To access the assembly and richness of the microbiomial RNA in blood, we used phylogenetic marker genes to assign the candidate microbial reads to the bacterial and archaeal taxa. We used PhyloSift (v 1.0.1 with default parameters) to perform taxonomic profiling of the whole blood samples17. PhyloSift makes use of a set of protein coding genes found to be relatively universal (i.e., present in nearly all bacterial and archaeal taxa) and have low variation in copy number between taxa. Homologs of these genes in new sequence data (e.g., the transcriptomes used here) are identified and then placed into a phylogenetic and taxonomic context by comparison to references from sequenced genomes. For our replication study, we used MetaPhlAn for microbial profiling v.1.7.728. MetaPhlAn was run in two stages; the first stage identifies the candidate microbial reads (i.e., reads hitting a marker) and the second stage profiles metagenomes in terms of relative abundances. We used MetaPhlAn, rather than PhyloSift, due to differences in library preparation (polyA enrichment versus Ribo-Zero); there were an insufficient number of reads matching the database of the marker genes curated by PhyloSift for adequate microbial profiling of the replication sample.

Estimating microbial diversity

Microbial diversity, or alpha diversity, within each sample was determined using the inverse Simpson index. This index simultaneously assesses both richness (corresponding to the number of distinct taxa) and relative abundance of the microbial communities within each sample29. In particular, it enables effective differentiation between the microbial communities shaped by the dominant taxa and the communities with many taxa with even abundances30 (asbio R package). To measure sample-to-sample dissimilarities between microbial communities, we use Bray-Curtis beta diversity index, which accounts for both changes in the abundances of the shared taxa and for taxa uniquely present in one of the samples (vegan R package). Higher beta diversity indicates higher level of dissimilarity between microbial communities, providing a link between diversity at local scales (alpha diversity) and the diversity corresponding to total microbial richness of the subject group (gamma diversity31).

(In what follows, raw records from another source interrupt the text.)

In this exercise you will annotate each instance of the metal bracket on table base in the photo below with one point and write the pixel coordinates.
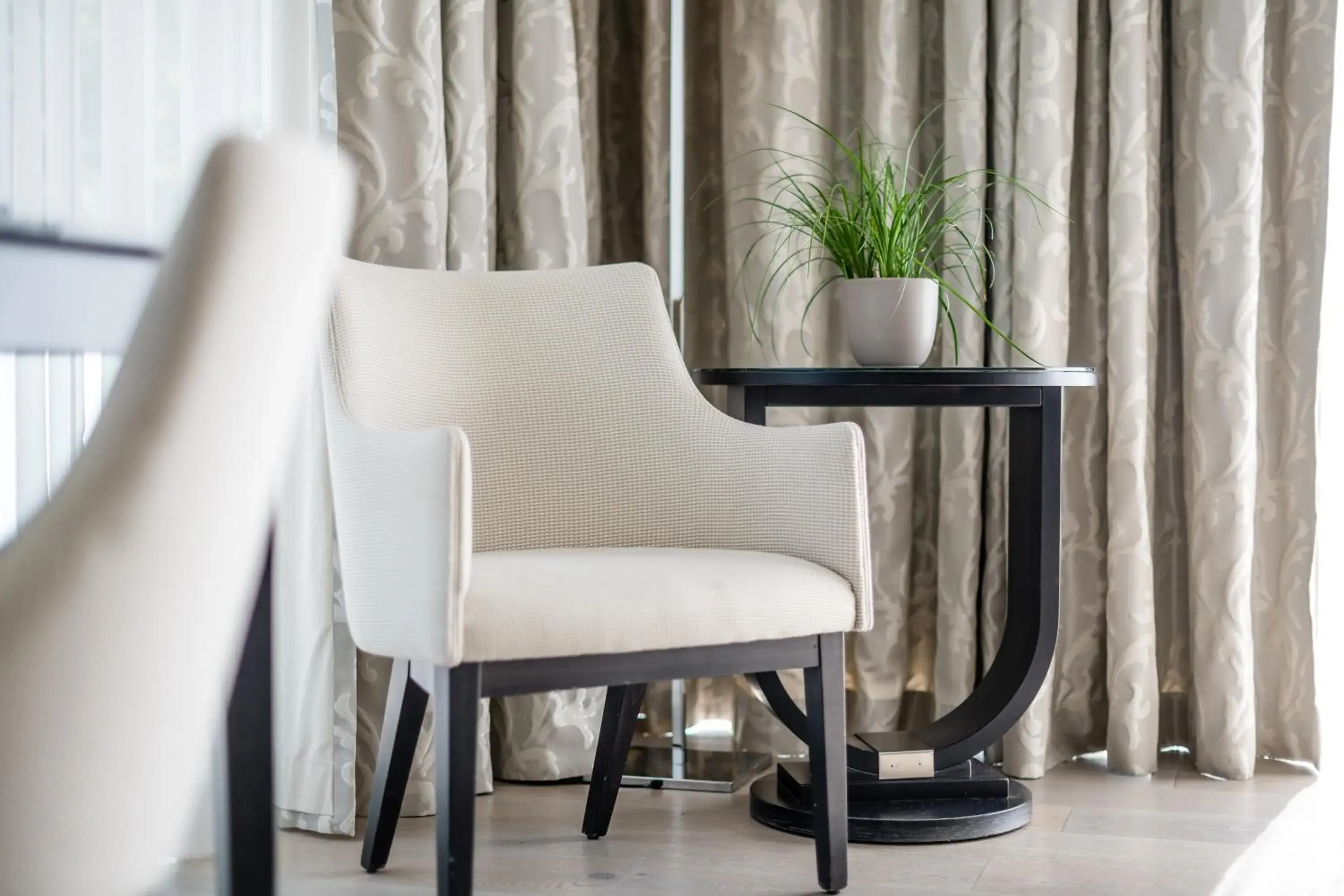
(900, 755)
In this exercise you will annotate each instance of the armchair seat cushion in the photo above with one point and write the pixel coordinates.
(562, 602)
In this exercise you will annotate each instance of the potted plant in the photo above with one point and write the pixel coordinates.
(890, 236)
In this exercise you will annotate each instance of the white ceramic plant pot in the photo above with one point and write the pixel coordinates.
(890, 322)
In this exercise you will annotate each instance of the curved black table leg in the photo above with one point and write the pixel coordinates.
(1033, 613)
(998, 702)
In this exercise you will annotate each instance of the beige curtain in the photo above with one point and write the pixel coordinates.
(1187, 147)
(1187, 144)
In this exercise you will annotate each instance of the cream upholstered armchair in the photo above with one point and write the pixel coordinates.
(124, 599)
(531, 493)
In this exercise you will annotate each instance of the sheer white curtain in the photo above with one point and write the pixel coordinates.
(107, 111)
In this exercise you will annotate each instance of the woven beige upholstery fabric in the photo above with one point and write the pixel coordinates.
(124, 601)
(585, 429)
(404, 508)
(568, 602)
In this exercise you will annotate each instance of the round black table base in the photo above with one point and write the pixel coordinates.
(901, 821)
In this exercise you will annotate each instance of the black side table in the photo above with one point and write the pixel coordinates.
(926, 786)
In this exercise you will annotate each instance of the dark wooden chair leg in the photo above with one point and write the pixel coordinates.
(824, 687)
(613, 743)
(245, 828)
(402, 720)
(456, 698)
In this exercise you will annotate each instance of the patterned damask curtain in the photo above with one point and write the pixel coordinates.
(1187, 146)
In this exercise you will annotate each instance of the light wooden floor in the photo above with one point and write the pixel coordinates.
(1093, 835)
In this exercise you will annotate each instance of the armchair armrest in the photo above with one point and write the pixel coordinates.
(404, 524)
(795, 491)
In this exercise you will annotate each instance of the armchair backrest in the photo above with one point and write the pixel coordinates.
(124, 601)
(569, 385)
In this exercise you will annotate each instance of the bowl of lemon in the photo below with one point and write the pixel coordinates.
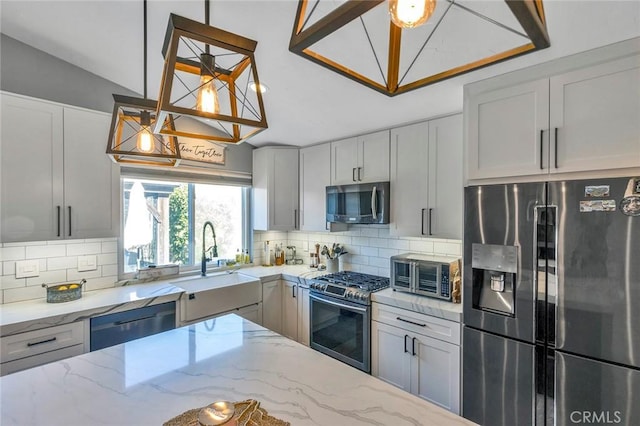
(64, 292)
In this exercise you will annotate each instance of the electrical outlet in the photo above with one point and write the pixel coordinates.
(27, 268)
(87, 263)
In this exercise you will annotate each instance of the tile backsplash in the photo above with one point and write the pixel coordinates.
(58, 263)
(369, 247)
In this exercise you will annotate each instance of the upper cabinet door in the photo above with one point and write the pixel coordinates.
(284, 194)
(444, 216)
(409, 159)
(344, 161)
(275, 189)
(91, 179)
(506, 130)
(595, 113)
(373, 155)
(315, 164)
(31, 170)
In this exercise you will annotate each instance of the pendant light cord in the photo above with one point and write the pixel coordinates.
(206, 21)
(144, 26)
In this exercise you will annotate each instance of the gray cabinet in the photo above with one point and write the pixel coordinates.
(275, 189)
(426, 179)
(57, 182)
(577, 121)
(315, 165)
(596, 112)
(360, 159)
(290, 309)
(418, 353)
(272, 305)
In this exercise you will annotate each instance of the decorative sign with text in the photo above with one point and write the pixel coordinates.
(201, 150)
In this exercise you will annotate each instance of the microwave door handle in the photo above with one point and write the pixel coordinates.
(374, 204)
(414, 276)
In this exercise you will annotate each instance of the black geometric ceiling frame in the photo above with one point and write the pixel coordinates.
(529, 13)
(180, 29)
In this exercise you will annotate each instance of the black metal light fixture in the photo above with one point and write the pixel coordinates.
(206, 79)
(131, 137)
(407, 44)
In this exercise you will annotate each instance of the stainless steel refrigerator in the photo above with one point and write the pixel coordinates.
(552, 303)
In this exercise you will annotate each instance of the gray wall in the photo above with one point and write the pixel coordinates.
(32, 72)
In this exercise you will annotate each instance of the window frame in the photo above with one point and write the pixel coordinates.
(247, 238)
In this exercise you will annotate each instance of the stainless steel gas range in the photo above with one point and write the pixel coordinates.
(340, 316)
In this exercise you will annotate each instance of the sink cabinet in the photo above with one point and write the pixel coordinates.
(57, 182)
(209, 297)
(418, 353)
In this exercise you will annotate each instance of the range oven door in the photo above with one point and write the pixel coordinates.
(341, 329)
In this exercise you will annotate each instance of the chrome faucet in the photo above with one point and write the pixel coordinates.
(214, 252)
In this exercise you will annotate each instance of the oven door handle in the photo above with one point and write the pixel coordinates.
(346, 305)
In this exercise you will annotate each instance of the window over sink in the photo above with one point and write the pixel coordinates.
(163, 222)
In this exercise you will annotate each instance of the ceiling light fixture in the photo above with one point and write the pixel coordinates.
(356, 38)
(205, 83)
(411, 13)
(131, 138)
(258, 86)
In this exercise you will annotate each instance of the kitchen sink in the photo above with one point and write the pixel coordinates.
(209, 296)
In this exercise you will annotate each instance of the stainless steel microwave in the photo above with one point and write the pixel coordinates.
(431, 276)
(358, 203)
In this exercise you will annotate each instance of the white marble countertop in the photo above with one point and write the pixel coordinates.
(151, 380)
(425, 305)
(34, 314)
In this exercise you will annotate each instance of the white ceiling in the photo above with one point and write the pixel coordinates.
(306, 103)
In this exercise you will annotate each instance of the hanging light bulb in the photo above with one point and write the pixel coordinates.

Statistical analysis of microbiome diversity

To test for differences in alpha diversity between disease groups, we fit an analysis of covariance (ANCOVA) model using normalized values of alpha, including sex and age, and technical covariates (RNA INtegrity value (RIN), batch, flow cell lane and RNA concentration) into the model. Bonferroni correction for multiple testing was used. To determine the relative effect size of alpha diversity on SCZ status, we fit a logistic regression model including the same covariates and measure reduction in R2 comparing the full logistic regression model versus a reduced model with alpha removed. Analysis of beta diversity was performed analogously (see Supplementary Methods).

Reference-free microbiome analysis

We complement the reference-based taxonomic analysis with a reference-independent analysis. We use EMDeBruijn (, a reference-free approach capable of quantifying differences in microbiome composition between the samples. EMDeBruijn compresses the k-mer counts of two given samples onto de Bruijn graphs and then measures the minimal cost of transforming one of these graphs into the other. To determine overlap between the results from PhyloSift and EMDeBruijn, we correlated principal components of EMDeBruijn and PhyloSift by Spearman rank correlation, including all samples.

Estimation of cell proportions in whole blood

We assessed DNA methylation data from 65 controls taken from our replication sample, and we compared methylation-derived blood cell proportions estimated using Houseman’s estimation method32,33 to alpha diversity after adjusting for age, gender, RIN and all technical parameters. We tested whether alpha diversity levels are associated with cell type abundance estimates. More details on the method, quality control pipeline of the methylation data, and statistical analysis can be found in Supplementary Methods.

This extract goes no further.